New York state lawmakers are pushing to outlaw the practice of texting while crossing the street, citing safety concerns that in some cases have proved deadly.
“Texting is one of the most common forms of communication with friends. It’s the best way to stay in touch with people outside of social media, but the hard part is when people constantly text even when completing their daily errands,” the bill memo sponsored by Assemblyman Felix Ortiz (D-Bronx) and Sen. John Liu (D-Queens) says.
“Walking and texting at the same time is most common to do, and it definitely can be dangerous if you aren’t careful. The reason is simple; it takes away your ability to be alert.

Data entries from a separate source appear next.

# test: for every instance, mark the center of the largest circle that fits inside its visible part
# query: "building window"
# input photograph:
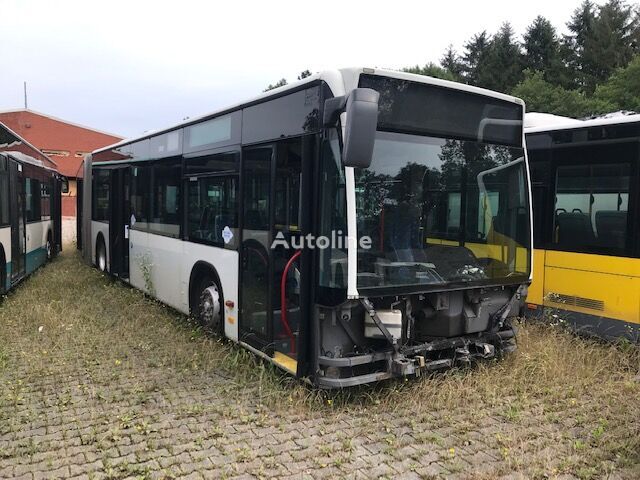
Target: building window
(140, 196)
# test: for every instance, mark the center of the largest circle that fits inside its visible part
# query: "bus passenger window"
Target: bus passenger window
(591, 207)
(140, 194)
(101, 185)
(166, 200)
(4, 194)
(213, 212)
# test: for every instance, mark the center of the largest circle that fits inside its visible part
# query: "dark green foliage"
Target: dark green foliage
(542, 96)
(474, 58)
(594, 69)
(452, 63)
(431, 70)
(502, 68)
(280, 83)
(622, 91)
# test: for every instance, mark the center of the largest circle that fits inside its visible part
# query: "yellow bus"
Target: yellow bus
(586, 266)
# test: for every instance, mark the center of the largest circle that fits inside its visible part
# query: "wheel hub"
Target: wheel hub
(210, 306)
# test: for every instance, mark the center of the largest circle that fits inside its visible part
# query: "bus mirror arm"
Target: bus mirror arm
(333, 107)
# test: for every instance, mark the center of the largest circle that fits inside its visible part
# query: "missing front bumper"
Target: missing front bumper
(414, 360)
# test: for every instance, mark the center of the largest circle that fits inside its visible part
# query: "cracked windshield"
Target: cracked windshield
(441, 211)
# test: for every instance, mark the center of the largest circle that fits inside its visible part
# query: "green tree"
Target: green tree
(612, 45)
(622, 90)
(452, 63)
(431, 70)
(501, 67)
(542, 96)
(280, 83)
(581, 27)
(542, 51)
(473, 59)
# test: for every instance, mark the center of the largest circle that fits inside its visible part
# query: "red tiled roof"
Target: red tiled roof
(12, 142)
(65, 142)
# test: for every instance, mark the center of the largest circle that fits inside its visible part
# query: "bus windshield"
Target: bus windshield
(441, 211)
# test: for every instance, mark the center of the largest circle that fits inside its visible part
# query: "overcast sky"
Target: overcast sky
(130, 66)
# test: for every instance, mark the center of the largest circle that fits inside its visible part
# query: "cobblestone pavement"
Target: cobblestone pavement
(116, 399)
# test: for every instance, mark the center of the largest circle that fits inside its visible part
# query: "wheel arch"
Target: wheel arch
(200, 269)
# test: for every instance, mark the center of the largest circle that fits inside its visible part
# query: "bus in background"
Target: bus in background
(355, 226)
(30, 209)
(585, 178)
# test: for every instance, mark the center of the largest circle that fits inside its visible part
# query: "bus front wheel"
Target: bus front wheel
(210, 305)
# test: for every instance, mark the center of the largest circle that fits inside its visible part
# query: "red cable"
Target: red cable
(283, 301)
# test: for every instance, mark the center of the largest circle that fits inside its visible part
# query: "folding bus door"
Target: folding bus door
(275, 218)
(18, 222)
(119, 222)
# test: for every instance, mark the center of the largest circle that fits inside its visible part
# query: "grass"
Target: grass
(577, 397)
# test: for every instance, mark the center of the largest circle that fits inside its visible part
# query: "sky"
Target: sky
(126, 67)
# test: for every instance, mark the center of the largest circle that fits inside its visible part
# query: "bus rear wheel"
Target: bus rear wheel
(210, 311)
(101, 256)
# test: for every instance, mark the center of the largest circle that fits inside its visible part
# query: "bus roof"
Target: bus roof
(340, 81)
(535, 122)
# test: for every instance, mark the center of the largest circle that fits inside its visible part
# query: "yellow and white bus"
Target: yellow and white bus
(586, 238)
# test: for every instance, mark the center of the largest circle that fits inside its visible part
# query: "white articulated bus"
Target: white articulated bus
(355, 226)
(30, 210)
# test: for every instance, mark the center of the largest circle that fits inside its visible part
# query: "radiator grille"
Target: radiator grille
(589, 303)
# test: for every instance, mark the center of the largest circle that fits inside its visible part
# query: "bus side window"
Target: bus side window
(166, 199)
(4, 192)
(212, 183)
(591, 206)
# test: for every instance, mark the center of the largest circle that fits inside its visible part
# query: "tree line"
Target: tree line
(594, 69)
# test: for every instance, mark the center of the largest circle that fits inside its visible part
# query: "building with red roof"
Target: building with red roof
(64, 142)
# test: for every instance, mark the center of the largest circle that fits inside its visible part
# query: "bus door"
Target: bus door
(18, 222)
(271, 278)
(56, 213)
(119, 221)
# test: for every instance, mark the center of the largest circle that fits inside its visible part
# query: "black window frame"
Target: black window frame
(96, 174)
(171, 162)
(196, 174)
(5, 217)
(558, 150)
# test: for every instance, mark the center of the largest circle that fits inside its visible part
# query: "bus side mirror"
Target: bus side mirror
(360, 130)
(361, 106)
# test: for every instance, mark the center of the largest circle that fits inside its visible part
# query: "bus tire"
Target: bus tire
(101, 254)
(209, 306)
(49, 247)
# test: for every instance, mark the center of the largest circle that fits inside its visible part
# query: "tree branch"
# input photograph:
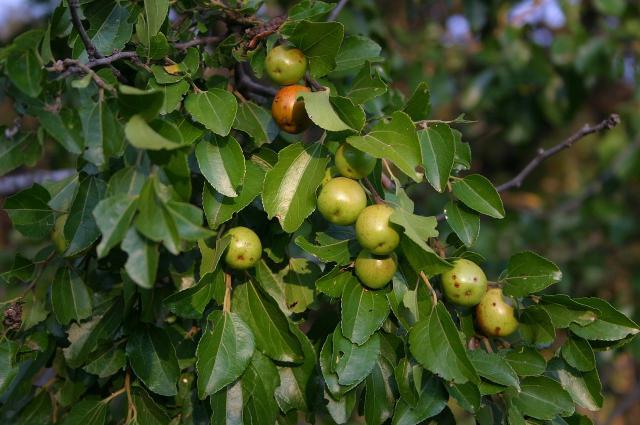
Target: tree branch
(336, 11)
(543, 154)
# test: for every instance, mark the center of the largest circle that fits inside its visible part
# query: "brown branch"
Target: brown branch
(92, 52)
(336, 10)
(198, 41)
(372, 190)
(543, 154)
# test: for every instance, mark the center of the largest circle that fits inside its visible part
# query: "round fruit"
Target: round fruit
(286, 65)
(465, 283)
(245, 248)
(288, 112)
(341, 201)
(375, 271)
(354, 163)
(494, 316)
(374, 232)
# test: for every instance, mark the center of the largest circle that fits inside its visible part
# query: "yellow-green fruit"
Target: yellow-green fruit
(245, 248)
(286, 65)
(375, 271)
(494, 316)
(465, 283)
(341, 201)
(374, 231)
(353, 163)
(57, 234)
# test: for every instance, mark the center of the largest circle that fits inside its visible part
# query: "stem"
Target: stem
(226, 305)
(372, 190)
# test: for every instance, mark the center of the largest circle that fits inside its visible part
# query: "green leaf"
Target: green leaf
(25, 72)
(256, 122)
(153, 359)
(107, 364)
(610, 326)
(190, 303)
(142, 263)
(259, 384)
(536, 327)
(396, 141)
(526, 361)
(419, 104)
(70, 298)
(416, 227)
(362, 312)
(8, 367)
(353, 362)
(113, 216)
(153, 136)
(80, 228)
(215, 109)
(432, 400)
(155, 13)
(331, 251)
(219, 208)
(88, 411)
(320, 42)
(464, 223)
(148, 412)
(435, 343)
(321, 112)
(584, 387)
(578, 353)
(85, 337)
(269, 325)
(144, 103)
(528, 272)
(222, 163)
(20, 150)
(224, 352)
(476, 192)
(289, 191)
(355, 51)
(438, 149)
(366, 86)
(542, 398)
(379, 394)
(494, 368)
(29, 211)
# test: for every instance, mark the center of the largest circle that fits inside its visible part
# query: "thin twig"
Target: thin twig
(198, 42)
(374, 193)
(543, 154)
(336, 10)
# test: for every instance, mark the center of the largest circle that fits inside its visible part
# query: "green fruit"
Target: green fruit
(465, 283)
(374, 232)
(375, 271)
(494, 316)
(353, 163)
(245, 248)
(341, 201)
(286, 65)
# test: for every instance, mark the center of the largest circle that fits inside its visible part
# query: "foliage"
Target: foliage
(131, 311)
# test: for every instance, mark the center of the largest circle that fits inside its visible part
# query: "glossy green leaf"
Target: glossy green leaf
(434, 341)
(396, 140)
(477, 192)
(224, 352)
(289, 192)
(528, 272)
(215, 109)
(362, 312)
(222, 163)
(153, 359)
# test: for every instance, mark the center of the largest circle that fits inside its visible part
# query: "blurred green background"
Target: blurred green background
(530, 73)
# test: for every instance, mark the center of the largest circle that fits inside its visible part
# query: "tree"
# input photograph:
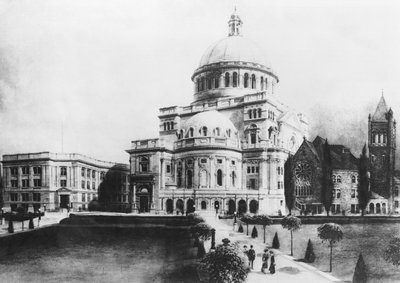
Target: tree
(290, 196)
(263, 220)
(360, 272)
(363, 184)
(309, 256)
(326, 182)
(254, 233)
(332, 233)
(292, 223)
(275, 242)
(226, 264)
(392, 252)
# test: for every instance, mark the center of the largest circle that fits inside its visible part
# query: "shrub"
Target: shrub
(254, 233)
(360, 272)
(275, 241)
(31, 226)
(309, 256)
(392, 252)
(226, 264)
(94, 205)
(10, 227)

Over the last few years, smartphones have become a societal norm between teens and adults, statistics of accidents have skyrocketed.”
The legislation would expand to all “portable electronic devices,” meaning cellphones, laptops, pagers and electronic gaming devices.

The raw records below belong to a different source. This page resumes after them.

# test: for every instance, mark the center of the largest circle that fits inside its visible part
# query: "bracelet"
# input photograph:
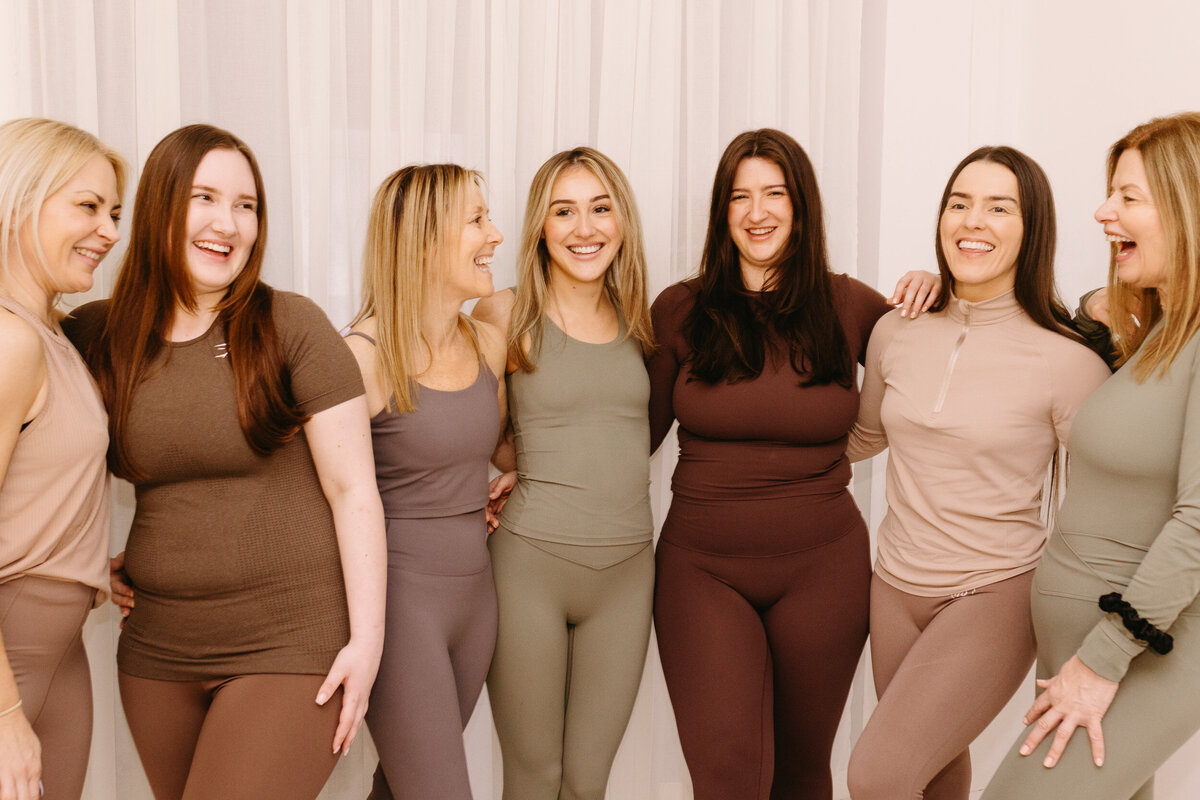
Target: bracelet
(1143, 630)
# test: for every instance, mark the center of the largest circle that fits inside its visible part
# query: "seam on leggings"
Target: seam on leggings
(850, 529)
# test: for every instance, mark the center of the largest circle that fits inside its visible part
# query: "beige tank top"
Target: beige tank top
(54, 515)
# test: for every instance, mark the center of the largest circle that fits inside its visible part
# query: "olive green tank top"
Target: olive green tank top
(582, 443)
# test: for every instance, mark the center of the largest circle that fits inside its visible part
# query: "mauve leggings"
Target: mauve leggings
(943, 667)
(42, 624)
(759, 650)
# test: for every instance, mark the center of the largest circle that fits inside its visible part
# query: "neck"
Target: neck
(574, 296)
(754, 277)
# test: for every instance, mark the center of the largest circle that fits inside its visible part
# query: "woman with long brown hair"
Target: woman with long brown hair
(256, 551)
(60, 200)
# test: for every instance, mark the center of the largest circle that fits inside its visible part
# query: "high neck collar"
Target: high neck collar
(985, 312)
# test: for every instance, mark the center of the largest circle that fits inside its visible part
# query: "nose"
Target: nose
(757, 210)
(976, 216)
(108, 230)
(1107, 212)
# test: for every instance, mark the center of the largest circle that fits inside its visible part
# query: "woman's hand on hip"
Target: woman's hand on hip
(21, 758)
(1075, 697)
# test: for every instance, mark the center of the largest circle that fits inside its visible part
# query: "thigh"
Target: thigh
(1156, 710)
(718, 672)
(165, 717)
(607, 655)
(963, 669)
(527, 683)
(42, 623)
(474, 641)
(264, 738)
(414, 715)
(816, 632)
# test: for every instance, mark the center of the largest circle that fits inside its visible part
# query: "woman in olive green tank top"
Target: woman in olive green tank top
(571, 554)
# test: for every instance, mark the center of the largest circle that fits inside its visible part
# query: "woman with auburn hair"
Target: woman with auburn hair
(60, 200)
(437, 409)
(256, 549)
(573, 559)
(762, 564)
(1120, 573)
(973, 401)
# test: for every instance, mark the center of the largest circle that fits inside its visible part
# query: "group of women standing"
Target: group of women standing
(311, 511)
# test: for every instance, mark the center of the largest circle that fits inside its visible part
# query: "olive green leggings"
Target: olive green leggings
(569, 655)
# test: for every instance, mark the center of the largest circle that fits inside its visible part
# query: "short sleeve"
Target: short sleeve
(323, 371)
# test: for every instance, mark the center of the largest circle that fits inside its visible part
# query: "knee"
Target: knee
(868, 779)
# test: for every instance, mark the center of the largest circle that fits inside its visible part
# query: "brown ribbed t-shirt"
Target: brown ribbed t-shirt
(232, 554)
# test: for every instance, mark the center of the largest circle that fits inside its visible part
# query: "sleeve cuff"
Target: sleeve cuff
(1108, 649)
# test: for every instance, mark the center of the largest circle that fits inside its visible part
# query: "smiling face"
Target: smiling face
(76, 228)
(222, 223)
(581, 230)
(1132, 223)
(760, 216)
(981, 230)
(469, 272)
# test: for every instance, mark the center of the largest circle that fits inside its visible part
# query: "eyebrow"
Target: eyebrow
(783, 186)
(216, 191)
(598, 197)
(990, 198)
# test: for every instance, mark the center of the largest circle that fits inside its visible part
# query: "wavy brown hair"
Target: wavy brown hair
(727, 328)
(154, 283)
(1033, 286)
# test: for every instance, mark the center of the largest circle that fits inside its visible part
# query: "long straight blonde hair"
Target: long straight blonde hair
(625, 280)
(415, 217)
(1170, 149)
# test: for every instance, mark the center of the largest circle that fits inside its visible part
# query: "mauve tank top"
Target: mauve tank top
(432, 462)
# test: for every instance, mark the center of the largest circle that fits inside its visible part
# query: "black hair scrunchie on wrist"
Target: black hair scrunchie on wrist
(1143, 630)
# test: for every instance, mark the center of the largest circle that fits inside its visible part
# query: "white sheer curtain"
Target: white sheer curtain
(333, 95)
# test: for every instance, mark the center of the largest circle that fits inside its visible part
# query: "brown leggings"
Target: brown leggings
(943, 667)
(241, 738)
(42, 623)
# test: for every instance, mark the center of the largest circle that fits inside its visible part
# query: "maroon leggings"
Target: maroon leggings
(42, 623)
(759, 654)
(241, 738)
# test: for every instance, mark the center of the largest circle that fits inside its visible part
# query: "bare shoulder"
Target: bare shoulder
(496, 310)
(493, 343)
(23, 368)
(364, 350)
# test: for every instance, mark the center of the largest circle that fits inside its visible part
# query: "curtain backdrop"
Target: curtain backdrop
(333, 95)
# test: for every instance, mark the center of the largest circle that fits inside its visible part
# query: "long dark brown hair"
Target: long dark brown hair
(155, 281)
(727, 328)
(1033, 286)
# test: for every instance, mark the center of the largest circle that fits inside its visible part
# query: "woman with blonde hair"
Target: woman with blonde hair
(60, 200)
(437, 409)
(256, 549)
(1121, 572)
(571, 555)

But emergency messages would be exempt, like correspondence with a personal doctor or hospital, ambulances, and the fire or police department.
Police and firefighters would also be exempt when on the job.
First-time fines range from $25 to $50, with second- and third-time rule breakers facing up to $100 and $250 penalties.
A 2017 Governors Highway Safety Association report found 6,000 pedestrians were killed by motor vehicles, and for kids ages 5 to 19, pedestrian-to-vehicle injuries are the fifth-leading cause of death, according to studies.
The National Safety Council added “distracted walking” as a major concern last year, noting that “we are losing focus on our surroundings and putting our safety and the safety of others at risk.”
Ortiz introduced the legislation last year but it died in committee.
But Liu picked up the bill in the Senate, giving the measure momentum.